Une amende record, et puis… rien, ou presque. Après la révélation, dans la presse américaine, du montant de l’amende que le régulateur américain compte infliger à Facebook après le scandale Cambridge Analytica – 5 milliards de dollars (4,43 milliards d’euros) –, c’est presque comme si le géant du Web n’avait rien senti. « Cinq milliards, c’est beaucoup d’argent pour tout le monde. Tout le monde sauf Facebook, écrit le professeur John Naughton, spécialiste des nouvelles technologies, dans une tribune sur le site du Guardian. C’est l’équivalent d’un mois de chiffre d’affaires, et la Bourse le sait. La valorisation de l’entreprise en Bourse a grimpé de six milliards après l’annonce. C’est une amende dont la conséquence directe a été d’augmenter la fortune personnelle de Mark Zuckerberg. »
De l’autre côté de l’Atlantique, le ton n’est guère moins cynique. « Cette amende est une plaisanterie embarrassante », écrit The Verge, l’un des sites de référence consacrés aux nouvelles technologies aux Etats-Unis, dans un article très sévère. « Les amendes et les sanctions ne sont efficaces que lorsqu’elles montrent qu’il y a des conséquences pour une entreprise se comportant mal. Mais Facebook s’est constamment mal comporté depuis sa création, et n’a reçu que des tapes sur la main de la part des autorités et des récompenses du marché. »
Un rapprochement du modèle européen
Un constat largement partagé aux Etats-Unis par les candidats à l’investiture démocrate, dont la sénatrice Elizabeth Warren, qui écrit sur Twitter que le régulateur américain « a permis à Facebook de s’en tirer à bon compte ». Le Washington Post estime que c’est l’approche globale des régulateurs qui n’est plus adaptée à des sociétés comme Facebook ou Google, et que leurs efforts devraient plutôt porter sur l’encadrement des pratiques publicitaires en ligne. Reprenant l’analogie de l’avocat spécialisé dans les lois antitrust Damien Geradin, le quotidien note que l’écosystème actuel de la publicité fonctionne comme une salle de ventes aux enchères qui serait « l’agent de l’acheteur et aussi l’agent du vendeur ».
L’approche européenne, qui allie davantage qu’aux Etats-Unis les sanctions financières à un durcissement du cadre légal, semble faire des émules parmi les Américains. « Les termes du débat ont changé, se félicite dans les colonnes du New York Times Tommaso Valletti, économiste en chef de la division antitrust de la Commission européenne.

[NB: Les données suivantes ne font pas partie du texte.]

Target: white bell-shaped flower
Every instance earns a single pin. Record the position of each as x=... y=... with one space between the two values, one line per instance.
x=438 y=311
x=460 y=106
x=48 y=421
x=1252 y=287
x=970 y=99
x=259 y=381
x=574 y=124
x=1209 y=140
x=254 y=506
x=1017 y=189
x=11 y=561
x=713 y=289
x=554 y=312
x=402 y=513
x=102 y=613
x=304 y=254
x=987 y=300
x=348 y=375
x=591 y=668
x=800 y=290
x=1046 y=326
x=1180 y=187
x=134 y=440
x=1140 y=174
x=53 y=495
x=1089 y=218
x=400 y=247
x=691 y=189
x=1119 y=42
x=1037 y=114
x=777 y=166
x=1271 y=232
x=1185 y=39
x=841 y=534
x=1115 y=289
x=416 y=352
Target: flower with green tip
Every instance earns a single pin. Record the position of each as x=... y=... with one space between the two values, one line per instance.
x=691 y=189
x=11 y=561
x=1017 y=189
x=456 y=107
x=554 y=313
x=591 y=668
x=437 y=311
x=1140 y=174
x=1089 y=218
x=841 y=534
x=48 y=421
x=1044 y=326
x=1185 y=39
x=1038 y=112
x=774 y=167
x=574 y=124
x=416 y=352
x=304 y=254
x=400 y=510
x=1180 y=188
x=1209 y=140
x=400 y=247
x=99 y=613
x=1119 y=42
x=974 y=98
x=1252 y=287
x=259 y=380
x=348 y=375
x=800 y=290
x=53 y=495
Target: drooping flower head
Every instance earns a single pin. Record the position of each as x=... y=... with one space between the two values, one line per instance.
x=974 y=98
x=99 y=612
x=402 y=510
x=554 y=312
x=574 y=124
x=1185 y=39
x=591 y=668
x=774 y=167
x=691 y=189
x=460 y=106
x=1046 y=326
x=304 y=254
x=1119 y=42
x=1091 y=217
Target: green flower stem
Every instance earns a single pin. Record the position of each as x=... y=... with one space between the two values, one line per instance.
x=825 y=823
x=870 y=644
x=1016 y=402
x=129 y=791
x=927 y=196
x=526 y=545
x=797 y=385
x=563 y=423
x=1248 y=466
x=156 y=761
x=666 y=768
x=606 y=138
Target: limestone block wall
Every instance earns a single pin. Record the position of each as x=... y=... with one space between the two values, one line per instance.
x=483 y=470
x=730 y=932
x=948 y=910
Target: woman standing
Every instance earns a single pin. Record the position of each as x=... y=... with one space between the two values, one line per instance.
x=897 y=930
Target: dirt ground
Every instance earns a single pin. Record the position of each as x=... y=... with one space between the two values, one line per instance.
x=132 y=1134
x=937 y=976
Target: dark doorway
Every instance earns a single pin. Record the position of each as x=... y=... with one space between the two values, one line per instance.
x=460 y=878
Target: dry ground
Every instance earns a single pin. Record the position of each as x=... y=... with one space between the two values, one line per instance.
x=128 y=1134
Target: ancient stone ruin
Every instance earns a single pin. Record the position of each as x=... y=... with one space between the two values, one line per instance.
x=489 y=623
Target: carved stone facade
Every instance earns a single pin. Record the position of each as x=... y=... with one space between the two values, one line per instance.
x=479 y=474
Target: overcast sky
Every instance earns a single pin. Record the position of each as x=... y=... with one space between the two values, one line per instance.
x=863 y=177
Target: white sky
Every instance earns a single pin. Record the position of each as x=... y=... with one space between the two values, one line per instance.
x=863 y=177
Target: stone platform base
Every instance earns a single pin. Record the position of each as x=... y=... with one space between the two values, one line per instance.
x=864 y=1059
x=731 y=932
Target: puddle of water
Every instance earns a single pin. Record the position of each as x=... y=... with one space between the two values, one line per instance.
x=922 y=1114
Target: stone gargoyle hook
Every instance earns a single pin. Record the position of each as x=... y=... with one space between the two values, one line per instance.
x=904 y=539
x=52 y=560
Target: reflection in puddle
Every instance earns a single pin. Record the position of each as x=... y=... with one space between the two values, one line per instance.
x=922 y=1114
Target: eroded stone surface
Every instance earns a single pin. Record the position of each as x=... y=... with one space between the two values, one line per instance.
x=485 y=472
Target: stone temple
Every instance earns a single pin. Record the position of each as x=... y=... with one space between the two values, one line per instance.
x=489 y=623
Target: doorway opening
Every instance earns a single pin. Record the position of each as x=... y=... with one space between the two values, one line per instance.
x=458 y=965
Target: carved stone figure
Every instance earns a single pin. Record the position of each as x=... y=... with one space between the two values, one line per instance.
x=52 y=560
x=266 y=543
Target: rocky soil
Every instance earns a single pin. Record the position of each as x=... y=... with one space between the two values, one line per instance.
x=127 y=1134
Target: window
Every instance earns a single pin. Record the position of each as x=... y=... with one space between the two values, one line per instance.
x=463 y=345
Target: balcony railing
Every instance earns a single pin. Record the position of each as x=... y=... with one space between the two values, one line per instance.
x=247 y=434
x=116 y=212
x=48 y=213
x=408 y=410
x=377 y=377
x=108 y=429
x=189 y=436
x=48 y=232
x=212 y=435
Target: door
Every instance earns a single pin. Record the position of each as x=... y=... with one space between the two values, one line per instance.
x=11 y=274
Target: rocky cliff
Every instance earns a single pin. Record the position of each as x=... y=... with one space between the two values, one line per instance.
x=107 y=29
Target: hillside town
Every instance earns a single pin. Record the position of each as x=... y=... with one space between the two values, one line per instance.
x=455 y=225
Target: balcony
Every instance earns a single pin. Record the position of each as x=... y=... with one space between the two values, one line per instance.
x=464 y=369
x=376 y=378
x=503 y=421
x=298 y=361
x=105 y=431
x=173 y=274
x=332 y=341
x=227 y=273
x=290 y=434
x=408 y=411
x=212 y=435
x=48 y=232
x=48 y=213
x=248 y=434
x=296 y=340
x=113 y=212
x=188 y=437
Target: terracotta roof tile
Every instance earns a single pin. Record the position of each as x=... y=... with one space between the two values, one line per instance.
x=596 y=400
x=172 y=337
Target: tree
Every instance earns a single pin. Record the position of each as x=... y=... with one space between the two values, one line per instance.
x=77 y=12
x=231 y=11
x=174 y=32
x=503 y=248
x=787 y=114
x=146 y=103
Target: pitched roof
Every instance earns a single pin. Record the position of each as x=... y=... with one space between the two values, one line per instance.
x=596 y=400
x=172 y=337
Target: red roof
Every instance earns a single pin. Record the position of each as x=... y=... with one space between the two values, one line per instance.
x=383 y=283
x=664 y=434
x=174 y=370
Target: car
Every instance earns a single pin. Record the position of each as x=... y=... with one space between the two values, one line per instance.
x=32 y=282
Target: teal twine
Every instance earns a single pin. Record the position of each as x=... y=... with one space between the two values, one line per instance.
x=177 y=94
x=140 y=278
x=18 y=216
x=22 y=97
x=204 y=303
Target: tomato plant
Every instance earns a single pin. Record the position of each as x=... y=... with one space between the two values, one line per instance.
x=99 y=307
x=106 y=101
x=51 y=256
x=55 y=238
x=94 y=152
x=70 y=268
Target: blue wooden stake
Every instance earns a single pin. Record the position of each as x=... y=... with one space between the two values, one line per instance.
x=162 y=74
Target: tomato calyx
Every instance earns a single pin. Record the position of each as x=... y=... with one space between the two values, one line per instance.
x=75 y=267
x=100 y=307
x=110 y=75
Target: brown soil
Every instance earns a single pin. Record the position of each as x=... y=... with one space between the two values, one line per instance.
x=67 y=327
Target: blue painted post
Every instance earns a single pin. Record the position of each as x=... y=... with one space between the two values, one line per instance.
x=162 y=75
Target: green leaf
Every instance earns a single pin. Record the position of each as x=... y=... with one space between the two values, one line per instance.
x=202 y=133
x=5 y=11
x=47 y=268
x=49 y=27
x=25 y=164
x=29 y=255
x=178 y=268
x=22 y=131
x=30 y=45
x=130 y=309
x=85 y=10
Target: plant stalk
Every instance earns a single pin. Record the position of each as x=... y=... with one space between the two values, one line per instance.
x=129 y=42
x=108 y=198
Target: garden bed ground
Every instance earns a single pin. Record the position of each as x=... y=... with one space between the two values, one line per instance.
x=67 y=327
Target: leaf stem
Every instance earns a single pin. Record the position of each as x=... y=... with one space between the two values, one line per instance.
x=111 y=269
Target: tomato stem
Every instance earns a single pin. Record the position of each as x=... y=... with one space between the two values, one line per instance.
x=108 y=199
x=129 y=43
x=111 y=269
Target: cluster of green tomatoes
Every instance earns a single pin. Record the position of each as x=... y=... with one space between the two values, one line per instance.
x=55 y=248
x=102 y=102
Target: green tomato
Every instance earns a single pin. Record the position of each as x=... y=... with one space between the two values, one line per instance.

La question n’est plus de savoir s’il faut intervenir, mais comment. » L’accord signé avec le régulateur américain prévoit d’ailleurs toute une série d’obligations, encore non détaillées, auxquelles Facebook devra également se soumettre.
Cette amende « est loin d’avoir sorti Facebook du viseur des régulateurs », rappelle toutefois le Financial Times. Le géant d’Internet fait face à toute une série d’autres procédures aux Etats-Unis, pour une part très politiques – le président Donald Trump a multiplié, ces deux dernières années, les critiques contre le réseau social, qu’il accuse, sans preuves réelles, de parti pris pro-démocrate. Le réseau social est également convoqué fin juillet à des auditions parlementaires au sujet de son projet de monnaie électronique Libra, que les Etats-Unis semblent vouloir encadrer strictement.